L, what's happening?

 

I couldn't hear her answer. There was only darkness, those Caster clouds rushing at us like they were chasing us. Until I saw the clouds for what they were.

 

“Look out!” I pulled Liv backward and pushed Link toward Ridley just in time. We fell into the brush as a shower of broken pines came falling from the sky like rain. The branches flattened into a great pile exactly where we had been standing. Dust stung my eyes, and I couldn't see anything. The dirt caught in my throat as I coughed.

 

Lena's voice was gone, but I heard something else. A humming sound, as if we'd stumbled across the hive of a thousand bees, all looking to kill for their queen.

 

The dust was so thick, I could barely make out the shapes around me. Liv was lying next to me, bleeding above one eye. Ridley was whimpering, huddled around Link, who was pinned by a massive tree branch. “Wake up, Shrinky Dink. Wake up.”

 

As I crawled toward them, Ridley shrank back. The look on her face was pure terror. Only she wasn't looking at me. She was looking at something behind me.

 

The humming sound grew louder. I felt the burning cold of Caster darkness on the back of my neck. When I turned around, the massive pile of pine needles that had almost buried us had formed some kind of bonfire. The pyramid of needles created a pyre, a giant burning platform pointing up into the black clouds.
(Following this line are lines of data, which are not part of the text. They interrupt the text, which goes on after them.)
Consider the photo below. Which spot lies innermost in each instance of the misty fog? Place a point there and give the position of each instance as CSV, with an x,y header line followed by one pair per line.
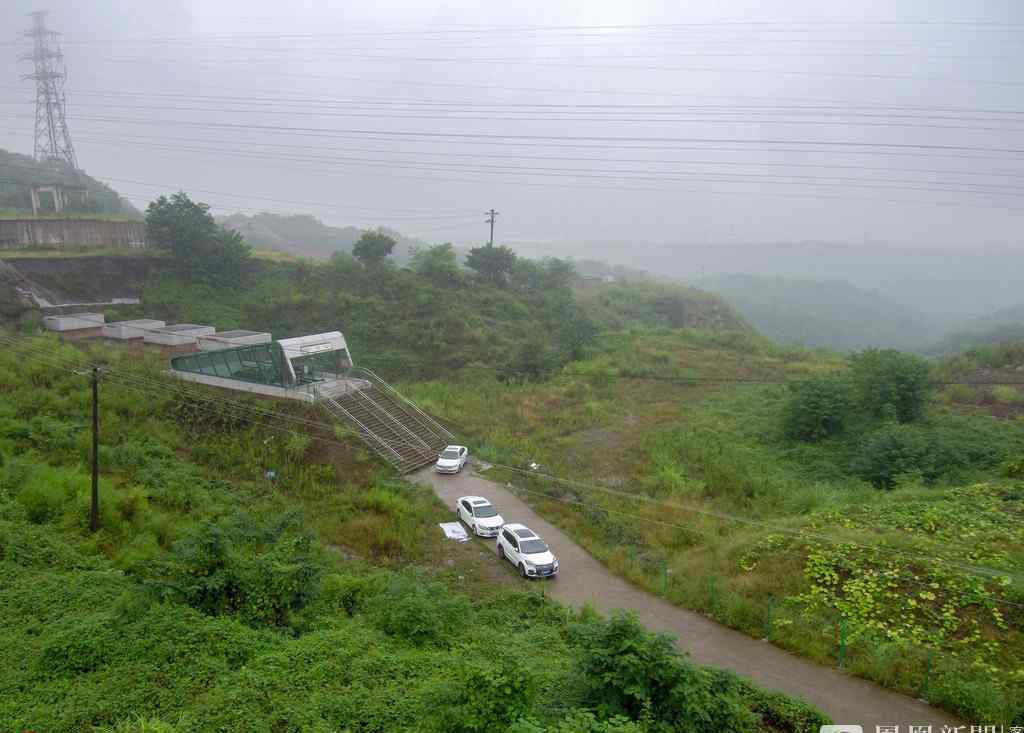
x,y
875,142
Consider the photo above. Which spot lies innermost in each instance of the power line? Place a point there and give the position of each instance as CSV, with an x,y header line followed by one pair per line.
x,y
523,157
468,115
969,569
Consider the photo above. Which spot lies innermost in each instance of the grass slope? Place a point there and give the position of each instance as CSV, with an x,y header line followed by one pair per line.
x,y
213,599
686,485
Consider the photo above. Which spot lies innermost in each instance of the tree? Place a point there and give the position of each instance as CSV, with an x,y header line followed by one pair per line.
x,y
373,247
627,671
890,383
201,250
438,264
818,407
492,263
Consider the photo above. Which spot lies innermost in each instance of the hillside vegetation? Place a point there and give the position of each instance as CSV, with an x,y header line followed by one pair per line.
x,y
833,313
305,235
17,172
215,599
433,316
1006,325
841,508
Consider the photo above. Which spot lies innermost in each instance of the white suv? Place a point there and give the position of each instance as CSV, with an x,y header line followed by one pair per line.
x,y
479,515
521,547
452,460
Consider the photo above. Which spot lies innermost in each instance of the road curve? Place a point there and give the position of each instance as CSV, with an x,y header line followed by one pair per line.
x,y
583,579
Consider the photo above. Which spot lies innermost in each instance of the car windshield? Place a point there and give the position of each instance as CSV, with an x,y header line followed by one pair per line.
x,y
532,547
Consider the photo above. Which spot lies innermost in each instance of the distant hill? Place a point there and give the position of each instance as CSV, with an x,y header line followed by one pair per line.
x,y
833,313
305,235
1004,326
949,284
18,172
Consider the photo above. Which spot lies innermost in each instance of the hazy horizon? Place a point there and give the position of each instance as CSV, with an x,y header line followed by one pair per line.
x,y
894,124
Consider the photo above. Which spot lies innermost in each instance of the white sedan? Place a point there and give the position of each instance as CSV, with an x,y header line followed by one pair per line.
x,y
479,515
452,460
524,549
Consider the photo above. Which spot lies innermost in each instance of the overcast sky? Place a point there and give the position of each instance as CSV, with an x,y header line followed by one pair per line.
x,y
878,121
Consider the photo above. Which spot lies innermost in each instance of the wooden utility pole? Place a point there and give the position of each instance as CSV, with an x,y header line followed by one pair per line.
x,y
491,219
94,506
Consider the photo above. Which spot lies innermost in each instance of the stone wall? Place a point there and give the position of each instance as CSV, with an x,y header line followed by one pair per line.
x,y
71,233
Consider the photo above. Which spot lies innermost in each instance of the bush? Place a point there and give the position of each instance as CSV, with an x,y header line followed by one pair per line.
x,y
817,408
579,722
262,573
891,383
932,451
418,611
488,698
45,492
627,671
But the flames weren't red, and they didn't produce heat. They were as yellow as Ridley's eyes, and they emitted only cold, sorrow, and fear.

 

Ridley's whimpering grew louder. “She's here.”

 

I looked up as a stone slab emerged from the hissing yellow flames of the pyre. A woman lay on top of the rock. She looked almost peaceful, like a dead saint about to be carried through the streets. But she was no saint.